Private Online GMAT Prep
Many private companies offer GMAT prep courses in online format. Online GMAT prep courses have many of the same benefits as traditional on-site GMAT classes, including interaction with instructors and fellow students, dedicated math and verbal teaching, and regular feedback and assessment. Online instruction also offers additional benefits, such as unlimited viewing of lectures and post-class review, 24-hour accessibility, and scheduling convenience. Online GMAT courses typically include course materials, email-based student support, and online practice tests.
Online GMAT Prep Offered by Universities
A number of public universities offer their own online GMAT prep courses. Some of these are given by the universities themselves, while others are contracted out to private firms. The Center for Continuing Studies at St. Cloud State University, as an example of the former, holds four-week online GMAT courses that include 12 hours of instructional time for a fee of $749. The University of Wisconsin La Crosse provides live online GMAT classes through a third-party vendor. Students in these courses receive 24 hours of instruction for $749.
Other Online Resources
Students preparing for the GMAT should take advantage of other online resources, including business school class profiles, business school rankings, blogs, and mass media. Class profiles of accepted students are usually displayed prominently on business school websites, and they list average GMAT scores and score ranges, average undergraduate GPA, typical levels of work experience, and demographic information (gender, country of origin, and undergraduate major).

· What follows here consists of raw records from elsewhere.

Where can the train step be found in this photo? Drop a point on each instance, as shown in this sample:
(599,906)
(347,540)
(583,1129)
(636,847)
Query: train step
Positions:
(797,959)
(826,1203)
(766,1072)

All of the major business school rankings (Bloomberg, the Economist, the Financial Times, Forbes magazine, and U.S. News & World Report) are published online, although only two of these (the Economist and U.S. News) consider admission selectivity. All rankings are valuable in order to provide a complete picture of a given business school. General internet resources such as blogs and chatrooms can give worthwhile (if usually anecdotal) information, and major newspapers and magazines publish a variety of articles on the GMAT and graduate business study. General internet resources should be scrutinized in terms of credibility and objectivity.
Choosing the Right Online GMAT Prep
Online GMAT instruction isn't right for everyone. Some students need the accountability that comes from in-person attendance at an on-site GMAT prep course. Students considering online GMAT preparation should also remember that online interaction is more detached than on-site study. It is much more difficult to read and benefit from the non-verbal aspects of teaching in an online environment. Teachers and students react to unspoken cues in a live classroom, such as collective student responses, moods, and facial expressions that cannot easily be reproduced online. For many students, the convenience of online instruction outweighs these disadvantages. Each test-taker should carefully consider his or her personality and learning style when making decisions about online GMAT instruction.